Dengan dalih Dwifungsi, ABRI pada saat itu menduduki hampir seluruh sendi bernegara Indonesia. Oleh karena itu, pada Reformasi 1998 salah satu sasaran Reformasi yang utama adalah penghapusan Dwifungsi ABRI.
"Amanat penghapusan Dwifungsi ini tercermin dari Tap MPR Nomor VI/MPR/2000 Tentang Pemisahan TNI dan Polri dan amendemen ke-2 Pasal 30 UUD NRI Tahun 1945," ujarnya.
Setelah 24 tahun sejak TAP MPR yang menghapus Dwifungsi ditetapkan, kata dia, terdapat usaha untuk menghidupkan kembali Dwifungsi TNI. Hal ini dapat dilihat dalam Rancangan Revisi UU TNI terutama Pasal 47 Ayat (2) yang membuka peluang bagi prajurit aktif untuk menduduki jabatan di berbagai kementerian dan lembaga pemerintah non-kementerian.
"Ketentuan ini, berpotensi mengancam prinsip supremasi sipil yang telah diperjuangkan sejak era Reformasi," katanya.
TNI aktif diberikan peluang untuk menempati pos-pos sipil melalui penambahan frasa “serta kementerian/lembaga lain yang membutuhkan tenaga dan keahlian Prajurit aktif sesuai dengan kebijakan Presiden” dalam Pasal 47 ayat (2) RUU TNI.
"Penambahan frasa ini dapat memberi ruang bagi TNI untuk menempati instansi yang tidak dibatasi hanya pada 10 kementerian dan instansi seperti yang diatur dalam UU TNI," katanya.

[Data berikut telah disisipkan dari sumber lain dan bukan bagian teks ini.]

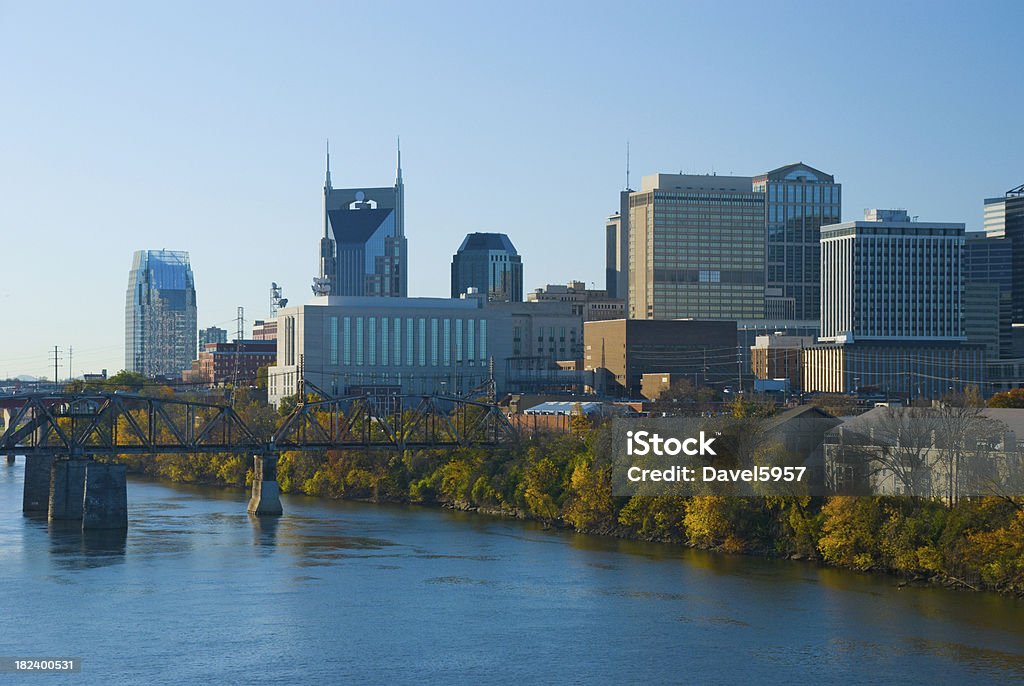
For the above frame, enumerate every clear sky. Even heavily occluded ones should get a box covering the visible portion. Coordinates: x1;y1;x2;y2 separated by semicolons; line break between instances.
1;1;1021;379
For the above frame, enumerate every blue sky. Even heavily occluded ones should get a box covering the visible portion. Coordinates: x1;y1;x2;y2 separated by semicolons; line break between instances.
1;1;1021;378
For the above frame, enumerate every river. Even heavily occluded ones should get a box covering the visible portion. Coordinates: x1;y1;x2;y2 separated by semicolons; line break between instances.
1;459;1023;684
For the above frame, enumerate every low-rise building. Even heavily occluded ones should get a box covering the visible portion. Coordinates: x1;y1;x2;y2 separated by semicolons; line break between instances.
267;296;584;405
583;319;737;397
751;334;815;390
184;340;276;386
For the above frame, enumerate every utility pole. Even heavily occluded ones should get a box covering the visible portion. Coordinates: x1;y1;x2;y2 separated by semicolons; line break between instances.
50;346;61;387
67;346;73;383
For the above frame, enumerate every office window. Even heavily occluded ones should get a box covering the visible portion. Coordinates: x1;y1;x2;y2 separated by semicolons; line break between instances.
480;319;487;362
416;318;426;367
431;318;438;366
406;318;414;366
342;317;351;365
468;319;475;365
355;317;364;366
443;318;451;366
329;316;338;365
393;318;401;366
368;317;376;366
456;319;463;362
381;317;389;366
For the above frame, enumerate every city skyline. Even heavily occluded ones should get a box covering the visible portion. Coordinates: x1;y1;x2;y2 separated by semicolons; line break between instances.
2;2;1022;377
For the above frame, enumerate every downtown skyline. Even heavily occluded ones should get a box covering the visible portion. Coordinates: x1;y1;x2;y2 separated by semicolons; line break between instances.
2;1;1022;378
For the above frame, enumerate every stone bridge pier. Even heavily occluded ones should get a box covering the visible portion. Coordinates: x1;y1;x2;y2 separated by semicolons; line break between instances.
24;456;127;529
248;454;282;516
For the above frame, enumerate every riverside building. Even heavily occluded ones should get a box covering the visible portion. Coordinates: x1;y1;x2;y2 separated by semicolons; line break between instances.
267;296;583;405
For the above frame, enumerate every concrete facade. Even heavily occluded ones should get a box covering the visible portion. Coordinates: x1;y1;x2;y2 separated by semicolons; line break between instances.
267;296;582;404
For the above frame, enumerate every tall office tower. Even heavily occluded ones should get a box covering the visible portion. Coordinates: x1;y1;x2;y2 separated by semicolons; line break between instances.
804;210;982;398
964;233;1014;360
983;184;1024;323
753;163;841;320
125;250;198;378
819;209;964;342
605;190;630;301
316;143;407;297
450;233;524;302
627;174;765;320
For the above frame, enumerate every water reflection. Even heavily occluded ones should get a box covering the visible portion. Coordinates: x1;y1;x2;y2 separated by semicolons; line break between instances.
250;513;279;548
46;520;126;570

Meskipun RUU ini mengatur penempatan prajurit aktif harus didasarkan atas permintaan dari pimpinan lembaga terkait, ketentuan ini tetap membuka celah bagi intervensi militer dalam ranah sipil.
"Ketentuan bahwa pembinaan karier prajurit yang menduduki jabatan sipil dilaksanakan oleh Panglima TNI yang bekerja sama dengan pimpinan lembaga terkait semakin memperkuat kekhawatiran akan dominasi militer," katanya.
Dia menambahkan, BEM SI berpendapat RUU ini juga mengabaikan fakta penempatan prajurit aktif dalam posisi-posisi strategis di lembaga sipil dapat menghambat karier dan mengurangi motivasi pegawai negeri sipil. Hal ini berpotensi menciptakan friksi dan ketegangan dalam lingkungan kerja, serta menurunkan moral dan kinerja aparatur sipil negara secara keseluruhan.
"Kebijakan ini dapat bertentangan dengan semangat demokratisasi dan profesionalisasi aparatur sipil negara. Penempatan TNI aktif dalam jabatan sipil juga memiliki dampak lain terkait penegakan hukum, terutama terkait dengan yurisdiksi penuntutan atas tindak pidana, termasuk korupsi," ucapnya.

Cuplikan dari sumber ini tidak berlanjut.